No, you are right. I wouldn't subject myself to more suffering to save the human race. This is only because I know the choice of extreme poverty versus destroying the environment is only relevant because a person, you, decided these were the only two choices possible. To explain differently when we all decide we'd rather just end civilization as we know it than changing the status quo, as an individual I'm just along for the ride.
If conservatives would get out of the way and actually allow a true minimum wage vs the punative wage they enforce now, there would be no shame in a minimum wage lifestyle whatsoever. Many, many people do not have ambitions beyond living a reasonably small life, in a small home, with an average family and a handful of friends, taking the occasional vacation, retiring, and dying someplace familiar. Some say it's sad, others say it's human nature, either way it's a reality people need to reckon with; because that's what a lot of people picture when they say "there's more to life than chasing money".
Because news is sales, and this doesn't sell.

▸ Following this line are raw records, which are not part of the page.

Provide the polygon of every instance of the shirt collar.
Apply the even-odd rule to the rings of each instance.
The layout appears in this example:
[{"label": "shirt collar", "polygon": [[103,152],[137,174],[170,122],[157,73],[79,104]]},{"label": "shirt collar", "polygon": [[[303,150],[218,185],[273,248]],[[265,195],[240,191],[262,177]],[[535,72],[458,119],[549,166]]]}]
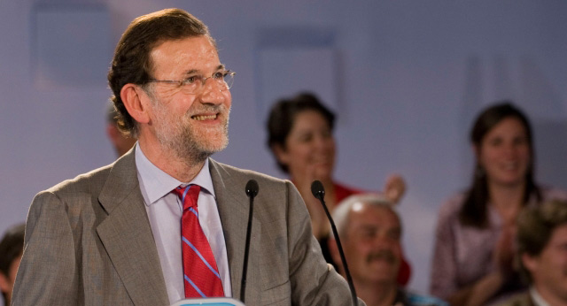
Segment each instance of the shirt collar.
[{"label": "shirt collar", "polygon": [[213,179],[211,179],[211,172],[209,172],[208,158],[205,160],[205,164],[191,181],[182,182],[153,164],[148,157],[144,155],[138,142],[136,144],[135,153],[136,167],[140,177],[140,185],[142,185],[146,191],[148,197],[146,205],[153,204],[180,185],[197,184],[201,187],[201,190],[214,196]]}]

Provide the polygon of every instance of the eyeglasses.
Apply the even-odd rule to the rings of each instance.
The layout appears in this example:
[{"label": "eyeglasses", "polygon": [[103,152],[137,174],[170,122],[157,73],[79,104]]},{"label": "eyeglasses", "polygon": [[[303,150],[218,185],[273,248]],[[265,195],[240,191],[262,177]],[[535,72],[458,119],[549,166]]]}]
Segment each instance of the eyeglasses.
[{"label": "eyeglasses", "polygon": [[193,95],[199,93],[205,87],[206,80],[209,79],[213,79],[215,81],[215,84],[221,88],[221,91],[229,90],[234,83],[235,74],[237,74],[237,73],[229,70],[223,70],[213,73],[213,75],[208,78],[205,78],[200,74],[196,74],[185,80],[150,80],[146,81],[146,83],[174,84],[177,85],[178,88],[181,88],[185,94]]}]

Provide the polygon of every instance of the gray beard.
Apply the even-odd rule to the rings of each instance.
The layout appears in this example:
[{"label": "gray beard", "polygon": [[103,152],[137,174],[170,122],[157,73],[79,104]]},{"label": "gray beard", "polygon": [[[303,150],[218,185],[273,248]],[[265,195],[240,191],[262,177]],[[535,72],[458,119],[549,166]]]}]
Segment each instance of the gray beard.
[{"label": "gray beard", "polygon": [[[222,107],[222,106],[221,106]],[[219,107],[214,107],[218,109]],[[223,111],[221,111],[223,112]],[[226,111],[224,111],[226,112]],[[228,111],[229,113],[229,110]],[[227,116],[227,121],[223,125],[221,134],[218,134],[214,131],[213,135],[197,134],[196,131],[192,129],[192,126],[189,124],[184,125],[184,122],[191,120],[190,118],[185,118],[184,116],[180,120],[176,120],[173,123],[170,128],[166,128],[166,125],[163,124],[165,116],[161,116],[159,126],[156,126],[156,136],[159,142],[166,147],[169,152],[181,161],[184,161],[189,166],[202,164],[211,157],[214,153],[219,152],[224,149],[229,143],[229,116]],[[222,137],[222,140],[219,145],[207,142],[206,137]]]}]

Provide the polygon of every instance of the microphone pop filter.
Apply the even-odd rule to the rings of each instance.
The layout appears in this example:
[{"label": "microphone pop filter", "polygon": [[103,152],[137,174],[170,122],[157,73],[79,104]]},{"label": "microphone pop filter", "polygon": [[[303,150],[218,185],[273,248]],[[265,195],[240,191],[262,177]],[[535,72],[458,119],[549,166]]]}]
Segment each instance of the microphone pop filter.
[{"label": "microphone pop filter", "polygon": [[325,188],[322,187],[321,180],[315,180],[311,183],[311,193],[313,196],[320,200],[325,197]]}]

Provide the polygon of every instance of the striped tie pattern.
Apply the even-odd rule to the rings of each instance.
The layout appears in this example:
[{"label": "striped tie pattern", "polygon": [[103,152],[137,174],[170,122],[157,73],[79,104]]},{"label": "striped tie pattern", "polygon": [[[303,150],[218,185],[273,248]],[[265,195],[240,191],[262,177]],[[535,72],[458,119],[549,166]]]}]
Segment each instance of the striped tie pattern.
[{"label": "striped tie pattern", "polygon": [[186,298],[224,296],[214,256],[198,222],[197,200],[200,190],[198,185],[188,185],[173,191],[183,203],[181,228]]}]

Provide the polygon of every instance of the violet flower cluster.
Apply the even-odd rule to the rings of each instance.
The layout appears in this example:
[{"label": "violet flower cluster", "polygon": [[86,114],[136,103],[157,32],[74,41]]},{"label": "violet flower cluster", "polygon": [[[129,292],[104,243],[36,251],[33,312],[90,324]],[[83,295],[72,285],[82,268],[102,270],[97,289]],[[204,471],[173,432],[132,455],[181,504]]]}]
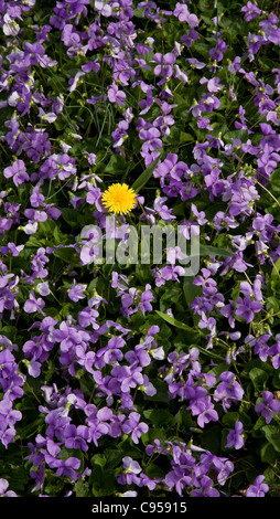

In fact, it will likely hurt sales. And almost everyone can't do anything meaninful about it on an individual, immediate level. So it's hard to think about and hard to act on.
Bad for business, hard to digest = out of scope for corporate or government media.
Well, there is a really simple, meaningful thing we could do:
We could all go vegan.
If we stop paying for these products we'd solve 25% of the climate catastrophe tomorrow. But you don't want to. The rich, smart, educated people in the west won't even give up cheese to save their childrem from collaps.
Not good for profits, so it's swept under the rug while we deal with the bloated cheeto craziness as a diversion for something else even shittier happening.
I'm not sure why you think consumer tech is the thing to blame for emissions.
If you look at what's being shipped, it's clothing, food, and a LOT of plastic. Consumer electronic goods are a tiny fraction of the shipping/manufacturing load. You likely eat multiple times a day, but buy a new phone once per year at most.
Food waste, clothing, offices, and business travel are some of the biggest emitters. The yearly electronics purchase is a blip on the radar in terms of climate impact. (Arguably, the electricity running the devices has a larger impact).